Record drought hits the Southwest

S T. GEORGE, Utah – For the first time in history, rancher Jimmie Hughes saw all 15 ponds he maintains for his cattle dry up at the same time this year.

Now he and his co-workers are forced to carry water tanks for two hours down dusty mountain roads to water his 300 cows. “It’s just a daily routine, we’re not making any money,” Hughes, 50, said one day late last month, in the middle of another day of unwavering sunshine in a winter that has seen very little rain here in southern Utah. .

The Southwest is once again trapped by drought, causing cuts to farms and ranches and putting new pressure on urban supplies. Extreme to exceptional drought is affecting between 57% and 90% of the land in Colorado, New Mexico, Nevada, Utah and Arizona and is withering a layer of snow that supplies water to 40 million people from Denver to Los Angeles , according to the US Drought Monitor.

Jimmie Hughes, bottom right, ranches in Mohave County, Arizona, where he and his coworkers often haul water over mountain roads to pasture areas. A cattle tank that is slowly filled from a natural spring is used to keep the cattle supplied with water.

Water truck fills up in Mohave County, Arizona. The water is carried to other areas where livestock graze and is stored for future use.

The team of government and academic agencies that produces the monitor defines a drought as a period of unusually dry weather that causes problems such as crop losses and water shortages.

The current drought, which began last year, is already shaping up to be one of the most severe in the Southwest. Utah and Nevada experienced their driest years in 126 years on federal records in 2020, while Arizona and Colorado had the second driest and New Mexico the fourth, according to Brian Fuchs, a climatologist with the National Drought Mitigation Center at the University of Nebraska. -Lincoln. . He said the Southwest has been mired in a drought for much of the past two decades, with the latest coming after one of the driest summers on record.


The southwestern United States has been hit by a severe and, in some places, record drought since last year.

In the Elephant Butte irrigation district of southern New Mexico, farmers have already been warned that they face receiving only 16% of their normal allocation in June.

“It’s horrible here,” said Gary Esslinger, district treasurer-manager in Las Cruces, NM. He said the area’s 6,500 farmers have already removed a third of their 90,640 irrigable acres from production from previous drought years and will likely keep those offline this year as well. New Mexico state engineer John D’Antonio Jr. said his office is asking other farmers not to plant this year, if they can, as reservoirs across the state contain only 20% of what they do. usually.
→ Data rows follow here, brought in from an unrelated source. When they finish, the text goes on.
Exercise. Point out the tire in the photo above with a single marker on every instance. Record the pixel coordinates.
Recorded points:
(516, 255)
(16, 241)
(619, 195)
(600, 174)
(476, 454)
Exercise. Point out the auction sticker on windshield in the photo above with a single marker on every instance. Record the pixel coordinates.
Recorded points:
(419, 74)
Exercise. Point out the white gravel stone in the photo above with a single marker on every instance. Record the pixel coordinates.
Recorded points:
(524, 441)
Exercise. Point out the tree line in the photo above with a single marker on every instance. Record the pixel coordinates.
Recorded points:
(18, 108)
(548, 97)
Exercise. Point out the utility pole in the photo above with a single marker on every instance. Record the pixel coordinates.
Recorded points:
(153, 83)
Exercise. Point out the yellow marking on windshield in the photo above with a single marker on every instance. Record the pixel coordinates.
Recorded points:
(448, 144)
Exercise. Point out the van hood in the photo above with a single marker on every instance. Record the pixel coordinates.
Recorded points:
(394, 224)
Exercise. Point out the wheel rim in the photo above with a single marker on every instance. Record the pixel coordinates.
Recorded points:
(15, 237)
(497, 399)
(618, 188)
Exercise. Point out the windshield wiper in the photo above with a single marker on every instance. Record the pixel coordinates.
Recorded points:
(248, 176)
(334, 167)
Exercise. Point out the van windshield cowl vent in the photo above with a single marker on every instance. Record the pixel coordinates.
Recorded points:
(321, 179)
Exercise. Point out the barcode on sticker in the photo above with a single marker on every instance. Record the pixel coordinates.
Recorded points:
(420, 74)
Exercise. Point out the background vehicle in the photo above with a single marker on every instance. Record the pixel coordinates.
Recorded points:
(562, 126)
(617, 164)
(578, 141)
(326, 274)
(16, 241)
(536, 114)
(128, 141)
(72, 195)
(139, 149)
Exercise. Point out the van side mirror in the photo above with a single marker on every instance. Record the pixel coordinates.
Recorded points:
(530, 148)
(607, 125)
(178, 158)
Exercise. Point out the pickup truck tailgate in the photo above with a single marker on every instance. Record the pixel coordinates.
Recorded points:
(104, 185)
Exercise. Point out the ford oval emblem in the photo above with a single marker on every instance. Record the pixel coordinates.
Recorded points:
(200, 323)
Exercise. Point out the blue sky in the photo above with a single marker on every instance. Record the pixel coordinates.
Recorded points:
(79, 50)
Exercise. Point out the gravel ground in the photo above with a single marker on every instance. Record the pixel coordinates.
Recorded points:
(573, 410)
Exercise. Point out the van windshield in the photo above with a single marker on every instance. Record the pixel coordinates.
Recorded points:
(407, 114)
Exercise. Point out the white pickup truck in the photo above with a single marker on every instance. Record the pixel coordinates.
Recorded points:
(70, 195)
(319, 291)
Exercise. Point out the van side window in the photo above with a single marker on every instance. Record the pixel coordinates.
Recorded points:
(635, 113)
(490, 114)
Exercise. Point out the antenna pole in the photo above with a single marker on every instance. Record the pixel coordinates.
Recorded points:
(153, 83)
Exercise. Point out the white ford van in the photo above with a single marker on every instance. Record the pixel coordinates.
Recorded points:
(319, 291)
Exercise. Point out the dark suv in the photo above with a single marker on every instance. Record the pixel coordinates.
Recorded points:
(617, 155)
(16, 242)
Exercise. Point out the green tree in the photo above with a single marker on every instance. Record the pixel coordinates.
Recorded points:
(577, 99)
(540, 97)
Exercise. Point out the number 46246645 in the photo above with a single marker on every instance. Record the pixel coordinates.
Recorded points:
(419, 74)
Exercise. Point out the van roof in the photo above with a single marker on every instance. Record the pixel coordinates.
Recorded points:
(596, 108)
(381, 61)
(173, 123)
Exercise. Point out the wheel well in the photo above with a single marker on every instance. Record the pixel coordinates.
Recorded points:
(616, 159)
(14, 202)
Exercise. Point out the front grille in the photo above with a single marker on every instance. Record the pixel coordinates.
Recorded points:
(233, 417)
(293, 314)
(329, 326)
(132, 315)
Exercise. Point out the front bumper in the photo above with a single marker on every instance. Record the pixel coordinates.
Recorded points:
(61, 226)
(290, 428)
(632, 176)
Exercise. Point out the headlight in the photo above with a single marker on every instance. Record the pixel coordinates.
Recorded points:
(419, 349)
Drought conditions have also spread to California, where snow cover was 58% of average as of Monday, according to historical records dating back just under a century. That increases the likelihood of dryness that could contribute to wildfires and lead to cuts in agriculture, state officials say. A deluge of precipitation at the end of the winter rainy season could lessen the risk of those results, but is currently not in the forecast.

“We have time, but we have to keep our fingers crossed,” Fuchs said.

Forecasters say a combination of hot weather and changing weather patterns that divert storms northward are making dry spells more frequent and pronounced. As a result, the landscape doesn’t have enough time to recover before the next drought hits, Fuchs said.

Colorado enjoyed an above-normal snow season a year ago, but much of the spring runoff was soaked up by soil still dry from the previous drought, he said. In late 2020, the state suffered the largest wildfires on record.

The population of St. George, Utah, and its suburbs doubled between 2000 and last year.

Meanwhile, reservoir levels in the southwest have been falling. The largest of those reservoirs, Lake Mead, is 41% full after years of declining Colorado River flow. Federal officials warn that it is on track to slide below a threshold of 1,075 feet over the next two years, leading to government-mandated water outages for millions of users.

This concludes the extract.